Ya sea que se “pidan” o no, desde el momento cuando sabemos que están en el vientre, son parte nuestra. Desde los primeros días de gestación los empezamos a cuidar, a proteger, a pedir a Dios por ellos, y nuestra vida da un giro enorme, ¡enorme! Nuestros sentimientos cambian, nuestro amor se duplica, las preocupaciones nacen con ellos, las luchas de cada día empiezan verdaderamente, y hasta llegamos a comprender y a amar mucho más a nuestros propios padres.
Y el tiempo camina al lado de ellos... nos van recordando nuestra niñez, cosas que pensábamos, decíamos o hacíamos cuando teníamos su edad y, de pronto, al enseñarles o corregirlos, reconocemos los patrones de nuestros padres: la misma reacción, el mismo consejo y hasta la misma llamada de atención.
Diferencias individuales. Luego ellos mismos nos van demostrando que cada hijo es diferente, por lo que debemos luchar por comprenderlos, por dar a cada cual el consejo adecuado en el momento adecuado, reforzar sus habilidades sin pretender convertirlos en lo que nosotros deseamos; y es que, mientras uno se queda dormido con un libro en sus brazos o escuchando las últimas noticias del mundo para estar informado, la otra toma energías para estar en pie con los primeros albores del día, vestida con su uniforme de futbol preferido, sus tacos y la bola. Mientras uno escucha, discute y obedece, la otra tiene su carácter fuerte, prefiere no escuchar y termina haciendo lo que pensó que era mejor.
Gracias a Dios por dejarnos vivir la difícil pero hermosa experiencia de ser madres, de encaminar los hijos lo mejor posible, de enseñarles la diferencia entre lo bueno y lo malo, la importancia de estudiar, transmitirles nuestra religión y el amor a Dios y cada uno de los valores que deben ser parte de sus vidas pues, aunque lo deseemos, no podemos vivir su vida, solucionarles sus propios problemas y construirles su mundo.
Lecciones vitales. Nuestra lucha nunca termina y cada etapa de sus vidas lleva consigo alegrías y preocupaciones. Pero siempre debemos tomar las cosas buenas, vivirlas intensamente, compartir todo lo que podamos juntos, saber escuchar, prestar atención a cada cambio en sus vidas, enseñarles a luchar, a defenderse. No debemos poner todo en sus manos como si fuera un regalo, sino enseñarles a obtener lo que quieren con ganas, con entusiasmo, con energía, con esfuerzo, con amor, lucha... y que el mundo no se acaba cuando sufren un fracaso, una caída...

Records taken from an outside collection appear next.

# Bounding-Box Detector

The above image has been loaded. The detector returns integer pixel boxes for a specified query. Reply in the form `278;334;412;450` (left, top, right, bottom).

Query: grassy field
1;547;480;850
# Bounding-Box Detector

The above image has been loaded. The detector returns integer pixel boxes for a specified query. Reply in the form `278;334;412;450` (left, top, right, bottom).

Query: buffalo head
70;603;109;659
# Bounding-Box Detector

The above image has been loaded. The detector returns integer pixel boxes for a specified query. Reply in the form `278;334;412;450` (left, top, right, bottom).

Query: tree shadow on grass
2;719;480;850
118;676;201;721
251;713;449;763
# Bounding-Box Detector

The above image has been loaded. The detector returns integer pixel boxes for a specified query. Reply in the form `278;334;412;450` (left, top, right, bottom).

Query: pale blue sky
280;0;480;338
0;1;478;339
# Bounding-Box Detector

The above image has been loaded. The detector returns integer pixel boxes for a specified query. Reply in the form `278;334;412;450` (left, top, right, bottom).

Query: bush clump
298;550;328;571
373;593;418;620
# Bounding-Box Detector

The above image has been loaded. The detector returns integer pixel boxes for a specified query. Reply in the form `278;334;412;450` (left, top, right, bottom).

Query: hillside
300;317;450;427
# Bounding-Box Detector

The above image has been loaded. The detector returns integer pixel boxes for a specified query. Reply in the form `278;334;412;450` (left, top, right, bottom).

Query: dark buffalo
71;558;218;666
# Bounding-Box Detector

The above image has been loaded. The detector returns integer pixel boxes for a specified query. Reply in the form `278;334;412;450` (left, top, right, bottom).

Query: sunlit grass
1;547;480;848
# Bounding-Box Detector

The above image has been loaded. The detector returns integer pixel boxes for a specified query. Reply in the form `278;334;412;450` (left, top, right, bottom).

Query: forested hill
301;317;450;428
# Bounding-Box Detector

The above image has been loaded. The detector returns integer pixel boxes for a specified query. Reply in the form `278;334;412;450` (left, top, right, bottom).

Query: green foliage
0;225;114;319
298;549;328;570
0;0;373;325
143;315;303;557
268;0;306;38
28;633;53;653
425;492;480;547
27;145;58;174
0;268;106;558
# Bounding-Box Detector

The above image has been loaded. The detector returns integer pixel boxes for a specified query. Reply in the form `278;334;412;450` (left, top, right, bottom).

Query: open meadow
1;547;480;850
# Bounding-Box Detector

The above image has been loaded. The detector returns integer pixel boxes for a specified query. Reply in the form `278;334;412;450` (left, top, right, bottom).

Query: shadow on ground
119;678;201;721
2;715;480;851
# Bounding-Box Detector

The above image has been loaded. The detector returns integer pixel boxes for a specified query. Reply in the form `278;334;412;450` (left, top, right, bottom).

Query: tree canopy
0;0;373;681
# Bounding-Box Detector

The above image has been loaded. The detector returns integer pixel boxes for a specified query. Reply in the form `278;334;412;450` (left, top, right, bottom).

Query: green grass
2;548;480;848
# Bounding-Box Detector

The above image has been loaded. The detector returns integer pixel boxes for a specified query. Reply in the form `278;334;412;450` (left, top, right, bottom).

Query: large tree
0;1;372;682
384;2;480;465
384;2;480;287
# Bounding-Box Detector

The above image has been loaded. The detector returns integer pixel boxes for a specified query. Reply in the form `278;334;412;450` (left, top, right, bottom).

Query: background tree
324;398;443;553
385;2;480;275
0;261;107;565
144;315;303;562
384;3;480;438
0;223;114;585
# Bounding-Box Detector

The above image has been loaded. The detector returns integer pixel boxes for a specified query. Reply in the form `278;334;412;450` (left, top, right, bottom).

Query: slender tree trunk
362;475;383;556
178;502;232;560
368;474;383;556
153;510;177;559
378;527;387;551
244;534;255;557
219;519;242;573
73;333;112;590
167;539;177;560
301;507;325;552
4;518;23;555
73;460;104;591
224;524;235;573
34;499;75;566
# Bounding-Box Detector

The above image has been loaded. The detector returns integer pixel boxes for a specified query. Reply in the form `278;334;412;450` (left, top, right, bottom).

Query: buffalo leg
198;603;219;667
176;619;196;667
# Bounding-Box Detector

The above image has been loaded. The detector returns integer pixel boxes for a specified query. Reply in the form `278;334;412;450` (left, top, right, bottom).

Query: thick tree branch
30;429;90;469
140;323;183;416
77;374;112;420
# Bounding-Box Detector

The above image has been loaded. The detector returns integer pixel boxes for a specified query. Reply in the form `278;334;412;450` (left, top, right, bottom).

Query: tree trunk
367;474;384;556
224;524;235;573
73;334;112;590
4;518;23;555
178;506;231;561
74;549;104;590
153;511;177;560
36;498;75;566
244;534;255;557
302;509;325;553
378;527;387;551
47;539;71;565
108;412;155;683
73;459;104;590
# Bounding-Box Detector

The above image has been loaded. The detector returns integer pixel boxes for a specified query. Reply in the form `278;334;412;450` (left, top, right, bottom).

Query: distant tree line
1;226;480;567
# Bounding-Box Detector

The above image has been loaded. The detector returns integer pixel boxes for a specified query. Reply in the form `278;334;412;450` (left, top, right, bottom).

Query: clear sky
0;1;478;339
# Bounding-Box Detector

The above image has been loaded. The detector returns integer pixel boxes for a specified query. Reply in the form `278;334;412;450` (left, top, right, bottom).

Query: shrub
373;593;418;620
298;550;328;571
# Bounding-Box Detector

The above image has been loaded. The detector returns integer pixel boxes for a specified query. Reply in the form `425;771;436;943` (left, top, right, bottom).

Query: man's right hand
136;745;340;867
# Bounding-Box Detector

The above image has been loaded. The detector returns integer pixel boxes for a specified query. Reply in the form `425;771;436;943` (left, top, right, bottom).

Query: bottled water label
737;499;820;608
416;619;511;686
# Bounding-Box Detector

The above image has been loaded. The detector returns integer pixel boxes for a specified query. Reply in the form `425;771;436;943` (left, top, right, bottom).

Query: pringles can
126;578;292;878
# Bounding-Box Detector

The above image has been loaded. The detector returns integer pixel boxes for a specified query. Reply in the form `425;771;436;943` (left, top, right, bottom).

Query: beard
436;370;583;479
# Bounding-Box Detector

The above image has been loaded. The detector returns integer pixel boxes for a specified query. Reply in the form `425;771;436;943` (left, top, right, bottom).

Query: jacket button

¡Dios mío! Qué tarea tan dura, que gran responsabilidad compartimos las parejas: la lucha por nuestros hijos, por verlos hechos hombres y mujeres de bien. Te pedimos nos ayudes cada día a realizar esta gran labor con nuestro corazón lleno de amor y te damos gracias desde lo más profundo de nuestro ser por tenerlos a ellos, nuestro mayor tesoro, nuestros hijos. Gracias por dejarnos vivir la difícil pero hermosa experiencia de ser madres.